Ein unzweifelhaftes Zeichen, dass Gudensberg, — wie alle Städte im 14. Jahrhundert, — im Aufblühen begriffen war, ist die Anlage einer zweiten oder Neustadt, der sog. Freiheit99a). Die Doppelstädte sind eine eigentümliche Erscheinung des späteren Mittelalters, namentlich des 14. Jahrhunderts, und Landgraf Heinrich II. hat deren verschiedene gegründet. Der Name „Freiheit“, der heute noch an der Stätte haftet, wo die Neustadt gestanden, rührt von den Vergünstigungen, insbesondere von dem Steuererlass auf gewisse Jahre her, der den Bürgern gewährt wurde.

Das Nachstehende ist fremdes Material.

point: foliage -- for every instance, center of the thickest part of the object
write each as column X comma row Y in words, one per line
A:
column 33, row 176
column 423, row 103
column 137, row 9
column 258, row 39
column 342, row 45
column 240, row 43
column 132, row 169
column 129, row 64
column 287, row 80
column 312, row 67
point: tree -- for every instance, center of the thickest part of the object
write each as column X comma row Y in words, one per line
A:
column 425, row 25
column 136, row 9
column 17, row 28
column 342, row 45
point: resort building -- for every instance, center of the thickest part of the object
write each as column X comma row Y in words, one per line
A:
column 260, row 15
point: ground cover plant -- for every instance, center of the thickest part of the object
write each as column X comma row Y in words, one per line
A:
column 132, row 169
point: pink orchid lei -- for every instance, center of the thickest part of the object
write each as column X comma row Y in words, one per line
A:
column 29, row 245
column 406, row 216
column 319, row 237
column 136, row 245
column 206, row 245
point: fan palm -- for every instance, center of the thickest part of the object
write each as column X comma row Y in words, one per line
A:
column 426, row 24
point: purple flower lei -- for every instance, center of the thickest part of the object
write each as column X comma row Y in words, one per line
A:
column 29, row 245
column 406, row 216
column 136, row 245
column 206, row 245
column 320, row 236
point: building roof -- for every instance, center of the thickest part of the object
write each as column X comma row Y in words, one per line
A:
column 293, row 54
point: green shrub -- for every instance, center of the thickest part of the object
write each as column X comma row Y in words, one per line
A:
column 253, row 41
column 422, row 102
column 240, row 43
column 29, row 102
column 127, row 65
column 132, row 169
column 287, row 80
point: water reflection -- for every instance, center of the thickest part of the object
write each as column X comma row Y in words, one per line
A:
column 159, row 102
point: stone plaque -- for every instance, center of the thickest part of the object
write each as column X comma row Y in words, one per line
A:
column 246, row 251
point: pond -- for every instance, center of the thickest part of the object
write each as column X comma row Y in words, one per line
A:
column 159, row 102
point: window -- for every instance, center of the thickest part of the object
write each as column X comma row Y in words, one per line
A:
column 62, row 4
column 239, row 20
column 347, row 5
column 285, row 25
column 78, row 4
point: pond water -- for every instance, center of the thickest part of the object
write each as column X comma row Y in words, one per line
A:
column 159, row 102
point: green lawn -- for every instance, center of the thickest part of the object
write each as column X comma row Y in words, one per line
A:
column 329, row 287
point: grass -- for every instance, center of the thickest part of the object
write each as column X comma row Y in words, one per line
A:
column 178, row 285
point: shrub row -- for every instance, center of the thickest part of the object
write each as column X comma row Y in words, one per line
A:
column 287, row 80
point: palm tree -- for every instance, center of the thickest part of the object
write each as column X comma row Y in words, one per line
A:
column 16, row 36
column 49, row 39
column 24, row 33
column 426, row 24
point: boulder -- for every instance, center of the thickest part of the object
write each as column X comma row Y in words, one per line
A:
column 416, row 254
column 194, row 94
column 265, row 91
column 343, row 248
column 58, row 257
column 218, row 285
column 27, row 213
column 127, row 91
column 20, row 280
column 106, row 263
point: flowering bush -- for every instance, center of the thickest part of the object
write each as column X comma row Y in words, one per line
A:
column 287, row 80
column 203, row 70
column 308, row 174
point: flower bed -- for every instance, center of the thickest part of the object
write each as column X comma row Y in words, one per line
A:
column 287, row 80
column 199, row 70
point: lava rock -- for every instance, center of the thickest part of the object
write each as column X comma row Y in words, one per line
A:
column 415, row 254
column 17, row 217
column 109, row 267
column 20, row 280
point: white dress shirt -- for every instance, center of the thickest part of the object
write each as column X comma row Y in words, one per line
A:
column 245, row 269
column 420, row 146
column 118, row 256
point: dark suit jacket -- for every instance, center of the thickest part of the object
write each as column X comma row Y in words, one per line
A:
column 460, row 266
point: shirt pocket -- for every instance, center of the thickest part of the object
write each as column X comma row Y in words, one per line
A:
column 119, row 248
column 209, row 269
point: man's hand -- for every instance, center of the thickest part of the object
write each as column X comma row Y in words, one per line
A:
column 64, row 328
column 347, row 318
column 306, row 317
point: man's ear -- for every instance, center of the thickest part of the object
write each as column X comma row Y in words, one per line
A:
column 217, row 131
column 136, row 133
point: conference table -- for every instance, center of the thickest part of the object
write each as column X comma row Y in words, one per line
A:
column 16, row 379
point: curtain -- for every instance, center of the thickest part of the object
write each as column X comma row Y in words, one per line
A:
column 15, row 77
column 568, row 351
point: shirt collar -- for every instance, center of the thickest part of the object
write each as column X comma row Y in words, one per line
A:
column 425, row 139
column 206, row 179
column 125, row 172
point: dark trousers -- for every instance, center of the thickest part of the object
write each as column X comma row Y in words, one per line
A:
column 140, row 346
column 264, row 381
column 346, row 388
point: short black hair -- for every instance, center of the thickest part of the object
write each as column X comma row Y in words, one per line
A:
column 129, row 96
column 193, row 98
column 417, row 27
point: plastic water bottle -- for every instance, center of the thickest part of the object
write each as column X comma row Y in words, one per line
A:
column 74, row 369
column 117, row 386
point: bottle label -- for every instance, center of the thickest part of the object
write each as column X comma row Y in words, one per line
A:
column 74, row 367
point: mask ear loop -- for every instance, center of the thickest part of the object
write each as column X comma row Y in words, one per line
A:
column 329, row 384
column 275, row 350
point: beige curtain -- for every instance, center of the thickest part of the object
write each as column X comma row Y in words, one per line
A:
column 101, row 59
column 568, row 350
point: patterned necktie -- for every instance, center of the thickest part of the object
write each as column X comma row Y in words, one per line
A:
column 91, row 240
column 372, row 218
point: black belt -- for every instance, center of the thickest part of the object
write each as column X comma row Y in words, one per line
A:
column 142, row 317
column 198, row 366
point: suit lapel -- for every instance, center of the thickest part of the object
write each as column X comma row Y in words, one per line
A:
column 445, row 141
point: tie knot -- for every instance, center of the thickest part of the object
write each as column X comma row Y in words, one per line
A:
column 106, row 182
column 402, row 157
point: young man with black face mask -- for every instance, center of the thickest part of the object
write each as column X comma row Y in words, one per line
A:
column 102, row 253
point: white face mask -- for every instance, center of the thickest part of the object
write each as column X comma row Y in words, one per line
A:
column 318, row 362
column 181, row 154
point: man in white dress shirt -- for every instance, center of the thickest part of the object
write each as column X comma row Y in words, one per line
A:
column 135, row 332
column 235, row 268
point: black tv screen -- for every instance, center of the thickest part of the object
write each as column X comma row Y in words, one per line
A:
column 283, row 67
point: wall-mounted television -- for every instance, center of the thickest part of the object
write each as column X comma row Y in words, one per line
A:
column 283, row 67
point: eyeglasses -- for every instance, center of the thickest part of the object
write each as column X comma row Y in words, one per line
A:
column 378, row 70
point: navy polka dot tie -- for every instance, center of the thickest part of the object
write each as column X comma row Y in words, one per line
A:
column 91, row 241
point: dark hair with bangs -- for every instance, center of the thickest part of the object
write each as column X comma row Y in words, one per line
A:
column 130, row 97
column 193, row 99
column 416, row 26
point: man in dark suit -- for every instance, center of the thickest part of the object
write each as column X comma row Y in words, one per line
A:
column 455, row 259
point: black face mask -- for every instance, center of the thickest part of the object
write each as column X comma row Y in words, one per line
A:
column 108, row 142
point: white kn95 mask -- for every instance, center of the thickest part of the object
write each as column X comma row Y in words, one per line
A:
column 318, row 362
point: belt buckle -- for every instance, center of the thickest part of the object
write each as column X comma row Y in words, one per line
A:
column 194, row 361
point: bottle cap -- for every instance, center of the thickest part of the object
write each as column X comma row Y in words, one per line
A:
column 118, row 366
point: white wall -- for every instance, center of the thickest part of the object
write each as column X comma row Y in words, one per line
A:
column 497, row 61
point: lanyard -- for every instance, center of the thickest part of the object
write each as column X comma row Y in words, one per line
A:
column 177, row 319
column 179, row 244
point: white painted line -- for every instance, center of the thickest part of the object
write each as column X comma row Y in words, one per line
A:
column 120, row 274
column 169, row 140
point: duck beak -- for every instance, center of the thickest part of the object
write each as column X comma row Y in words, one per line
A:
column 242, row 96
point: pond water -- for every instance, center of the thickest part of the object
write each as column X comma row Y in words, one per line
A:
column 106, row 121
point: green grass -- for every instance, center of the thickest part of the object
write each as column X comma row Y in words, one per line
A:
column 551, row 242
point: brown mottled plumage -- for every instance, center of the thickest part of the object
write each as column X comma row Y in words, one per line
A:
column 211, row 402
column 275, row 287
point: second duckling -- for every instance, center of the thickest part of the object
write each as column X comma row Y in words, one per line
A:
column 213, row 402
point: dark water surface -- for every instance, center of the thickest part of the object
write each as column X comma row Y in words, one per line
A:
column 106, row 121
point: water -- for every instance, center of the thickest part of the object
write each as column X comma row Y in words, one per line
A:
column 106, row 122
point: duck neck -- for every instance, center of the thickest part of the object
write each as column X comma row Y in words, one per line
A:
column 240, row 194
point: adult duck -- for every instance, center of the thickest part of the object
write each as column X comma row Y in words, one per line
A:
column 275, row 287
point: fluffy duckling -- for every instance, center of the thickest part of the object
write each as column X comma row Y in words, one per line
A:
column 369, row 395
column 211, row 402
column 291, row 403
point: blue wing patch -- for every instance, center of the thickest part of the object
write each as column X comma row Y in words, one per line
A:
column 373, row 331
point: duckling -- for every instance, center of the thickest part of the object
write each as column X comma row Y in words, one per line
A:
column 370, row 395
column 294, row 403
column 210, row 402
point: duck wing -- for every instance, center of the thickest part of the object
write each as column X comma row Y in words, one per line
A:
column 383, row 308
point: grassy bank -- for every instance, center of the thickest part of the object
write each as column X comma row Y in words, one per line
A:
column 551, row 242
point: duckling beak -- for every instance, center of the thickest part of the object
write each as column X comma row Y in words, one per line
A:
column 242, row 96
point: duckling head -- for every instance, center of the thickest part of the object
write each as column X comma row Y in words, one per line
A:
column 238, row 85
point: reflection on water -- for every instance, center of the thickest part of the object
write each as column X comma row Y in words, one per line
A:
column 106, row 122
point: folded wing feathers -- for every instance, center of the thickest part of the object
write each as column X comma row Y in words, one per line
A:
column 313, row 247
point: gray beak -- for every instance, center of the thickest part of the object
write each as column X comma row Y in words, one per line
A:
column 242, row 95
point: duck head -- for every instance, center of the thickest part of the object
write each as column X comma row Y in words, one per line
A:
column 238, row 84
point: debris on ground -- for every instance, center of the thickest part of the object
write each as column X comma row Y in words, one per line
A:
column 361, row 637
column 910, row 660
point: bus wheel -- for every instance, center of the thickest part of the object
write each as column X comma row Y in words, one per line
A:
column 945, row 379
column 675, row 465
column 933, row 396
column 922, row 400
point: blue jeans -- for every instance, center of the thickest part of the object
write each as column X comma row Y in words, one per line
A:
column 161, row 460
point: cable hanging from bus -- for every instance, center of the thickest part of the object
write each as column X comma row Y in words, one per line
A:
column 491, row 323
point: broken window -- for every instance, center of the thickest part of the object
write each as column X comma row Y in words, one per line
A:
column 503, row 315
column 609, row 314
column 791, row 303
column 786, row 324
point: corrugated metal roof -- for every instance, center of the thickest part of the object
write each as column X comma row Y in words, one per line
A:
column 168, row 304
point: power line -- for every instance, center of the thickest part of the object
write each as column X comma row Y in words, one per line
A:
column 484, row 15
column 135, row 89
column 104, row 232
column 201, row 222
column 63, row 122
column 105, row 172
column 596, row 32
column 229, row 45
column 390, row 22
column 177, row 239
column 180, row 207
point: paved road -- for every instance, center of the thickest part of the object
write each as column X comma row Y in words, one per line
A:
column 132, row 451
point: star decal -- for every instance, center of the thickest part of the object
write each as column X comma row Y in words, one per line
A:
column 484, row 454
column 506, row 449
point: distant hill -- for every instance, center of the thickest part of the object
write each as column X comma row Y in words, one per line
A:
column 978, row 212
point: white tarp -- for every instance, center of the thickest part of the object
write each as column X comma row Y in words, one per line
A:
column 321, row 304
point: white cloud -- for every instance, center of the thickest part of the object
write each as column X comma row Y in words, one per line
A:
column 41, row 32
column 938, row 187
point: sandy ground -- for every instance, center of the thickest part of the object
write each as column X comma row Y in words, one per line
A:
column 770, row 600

Die Freiheit zu Gudensberg hat nun, wie alle ihre Schwesterstädte, die Eigentümlichkeit, dass sie als gesonderte Stadt mit eigenem Bürgermeister und Rat, mit eigener weltlicher und kirchlicher Verwaltung, auch eigenem Wappen begründet erscheint und alsbald fertig dasteht, — eine Erscheinung, die sich nur daraus erklärt, dass nahegelegene Dorfgemeinden ganz oder doch zum grössten Teile in die schützenden Mauern der neuen Stadt übersiedelten. Daher rühren die ausgegangenen Ortschaften um Gudensberg, — Langenvenne vor dem Kammerberg an der sog. alten Strasse, Karlskirchen und Mittelvenne, letzteres am Ende der jetzt sog. Besser Strasse gelegen, das sich teilweise noch erhielt bis zu der Zerstörung des Jahres 1387. In dem Uebergang der beiden erstgenannten Orte in die neue Stadt mag die noch heute gehörte Sage, dass Gudensberg einst bis an den Odenberg gereicht habe, ihre Deutung erhalten.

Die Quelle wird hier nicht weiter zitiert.